Data Science Asked by Noppawee Apichonpongpan on May 3, 2021
I have a dendrogram represented in a format I don’t understand:
(K_5:1.000030e+00,((K_1:2.000000e-05,(K_2:1.000000e-05,K_3:1.000000e-05):1.000000e-05):1.000000e-05,K_4:3.000000e-05)0.806:1.000000e+00):0.000000e+00;
I am not sure how to interpret the above.
It is an output of hierarchical clustering.
K_1, K_2, K_3, K_4, K_5 are the data points.

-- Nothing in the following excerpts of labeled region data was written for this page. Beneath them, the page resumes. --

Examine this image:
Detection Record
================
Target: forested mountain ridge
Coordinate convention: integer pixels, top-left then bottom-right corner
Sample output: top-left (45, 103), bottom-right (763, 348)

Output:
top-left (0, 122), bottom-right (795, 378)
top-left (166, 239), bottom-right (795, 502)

I have other dendrograms represented in the following format:
[x_1,x_2,x_3,x_4,x_5] (we start with one big cluster and split a cluster at each step)
[x_1,x_2][x_3,x_4,x_5]
[x_1,x_2][x_3,x_5][x_4]
[x_1][x_2][x_3,x_5][x_4]
[x_1][x_2][x_3][x_5][x_4]
I want a way to convert between these two representations.
This output represents the dendogram as a tree. The innermost parentheses represent the deepest parts of the tree. For instance the top (root) of the tree start with the pair K5 and a subtree, then this subtree is made of another subtree and K4, and so on.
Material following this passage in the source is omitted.